MYTH 1: Fines are mandatory if your dog or cat is found wandering
If our Community Safety Team members find your pet wandering the streets, they will gladly return it to you.
Only serial escapees or animals that are found not registered and microchipped will be fined.
MYTH 2: It’s better to report wandering pets to Facebook without involving Council
Wrong. Animal thieves are known to target lost and found groups on social media.
Also, when someone holds a wandering animal at their premises and posts it on Facebook they are actually doing a disservice to the pet and its owners.
In most cases, the owner will be out looking for the animal in public areas and may have already reported it missing to Council.

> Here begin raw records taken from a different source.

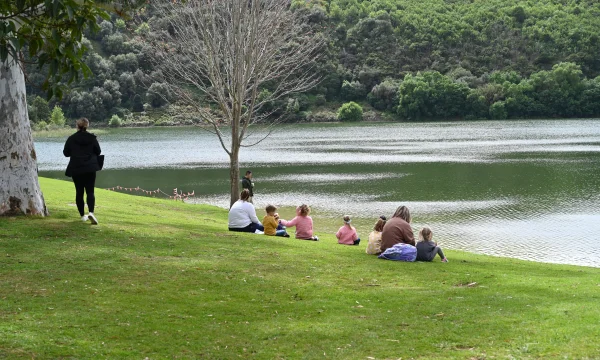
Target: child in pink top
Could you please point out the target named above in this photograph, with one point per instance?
(347, 233)
(302, 222)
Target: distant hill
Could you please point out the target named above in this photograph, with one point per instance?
(477, 58)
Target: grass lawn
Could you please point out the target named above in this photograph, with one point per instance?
(159, 279)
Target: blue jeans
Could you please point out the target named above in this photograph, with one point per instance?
(250, 228)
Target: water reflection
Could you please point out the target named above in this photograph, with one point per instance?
(525, 189)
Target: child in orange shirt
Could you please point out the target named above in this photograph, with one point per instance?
(271, 223)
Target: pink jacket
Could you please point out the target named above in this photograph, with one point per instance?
(303, 226)
(346, 235)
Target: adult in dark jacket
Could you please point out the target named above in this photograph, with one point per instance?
(83, 149)
(397, 229)
(248, 184)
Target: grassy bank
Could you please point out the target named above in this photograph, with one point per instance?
(159, 279)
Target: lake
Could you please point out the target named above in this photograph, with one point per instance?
(522, 189)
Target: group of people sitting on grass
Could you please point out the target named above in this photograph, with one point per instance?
(391, 240)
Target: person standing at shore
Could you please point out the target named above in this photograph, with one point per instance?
(84, 151)
(248, 184)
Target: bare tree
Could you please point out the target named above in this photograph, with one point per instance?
(221, 56)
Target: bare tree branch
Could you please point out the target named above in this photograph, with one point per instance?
(230, 58)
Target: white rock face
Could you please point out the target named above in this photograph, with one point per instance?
(19, 187)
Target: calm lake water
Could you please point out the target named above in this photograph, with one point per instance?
(523, 189)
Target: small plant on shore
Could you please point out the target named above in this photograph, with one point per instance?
(57, 117)
(115, 121)
(350, 111)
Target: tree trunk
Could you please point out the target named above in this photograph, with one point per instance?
(19, 187)
(234, 175)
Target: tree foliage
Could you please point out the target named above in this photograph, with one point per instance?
(430, 59)
(350, 111)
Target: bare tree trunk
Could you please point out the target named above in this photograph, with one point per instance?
(234, 176)
(19, 187)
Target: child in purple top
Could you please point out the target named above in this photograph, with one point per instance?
(302, 222)
(347, 233)
(426, 248)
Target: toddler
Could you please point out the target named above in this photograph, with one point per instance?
(272, 227)
(426, 248)
(347, 233)
(302, 222)
(374, 245)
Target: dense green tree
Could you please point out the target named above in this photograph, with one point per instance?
(41, 108)
(57, 117)
(384, 96)
(431, 95)
(353, 90)
(501, 51)
(350, 111)
(158, 94)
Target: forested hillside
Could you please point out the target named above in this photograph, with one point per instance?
(401, 59)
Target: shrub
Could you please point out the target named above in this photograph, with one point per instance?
(115, 121)
(137, 104)
(158, 94)
(498, 111)
(320, 99)
(350, 112)
(353, 90)
(57, 117)
(42, 109)
(42, 125)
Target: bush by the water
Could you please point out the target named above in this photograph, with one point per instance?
(350, 112)
(115, 121)
(57, 117)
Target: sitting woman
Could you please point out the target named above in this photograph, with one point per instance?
(242, 215)
(397, 230)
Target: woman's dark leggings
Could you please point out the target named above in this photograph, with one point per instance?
(85, 182)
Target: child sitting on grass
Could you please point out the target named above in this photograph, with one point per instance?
(426, 248)
(303, 224)
(374, 245)
(347, 233)
(271, 223)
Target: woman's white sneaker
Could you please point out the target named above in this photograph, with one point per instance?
(93, 219)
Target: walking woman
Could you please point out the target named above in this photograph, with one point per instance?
(84, 150)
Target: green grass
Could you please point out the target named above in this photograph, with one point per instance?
(159, 279)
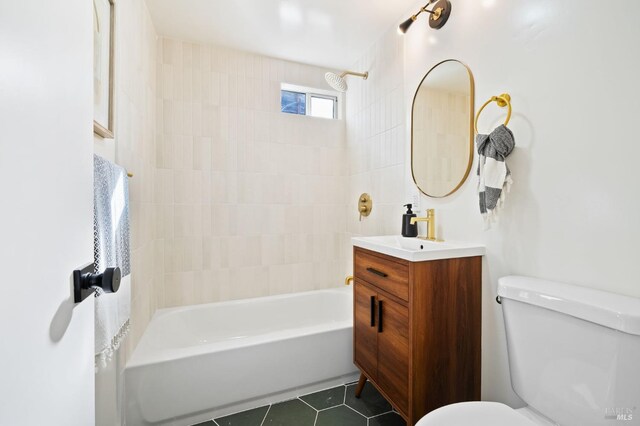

The best thing to do is contain the animal and notify Council. The ranger can then scan for microchips and return the animal safely and quickly.
MYTH 3: The pound is overrun with neglected animals
Not at all. The percentage of dogs and cats that are returned to their owners or re-housed had increased considerably in recent years.
This is possible because the vast majority of animals are now microchipped.
If an animal is kept at the pound, it is usually because it is not microchipped and therefore Council is taking longer than usual to find its owners.
MYTH 4: Microchipping and registration are the same thing
No, they aren’t. The microchipping of an animal doesn’t mean it is registered.
Animal registration is state legislation, not a law created by Council. It is no different than a car registration in the fact that it is up to the owner to ensure the renewal is paid every 12 months.
Owners of domestic animals found to be unregistered, or which haven’t had their registration renewed, can be fined $330 per animal.
Likewise, it is an offence to have an animal in your possession that is not microchipped (Domestic Animals Act). This is separate to animal registration and can incur a separate infringement.
MYTH 5: Community Safety Officers are heavy handed
All of our officers are actually animal lovers and they play an active role in making sure that lost dogs and cats make it home safely.
They also work hard to find new homes for dogs and cats that are unregistered or whose owners cannot be found.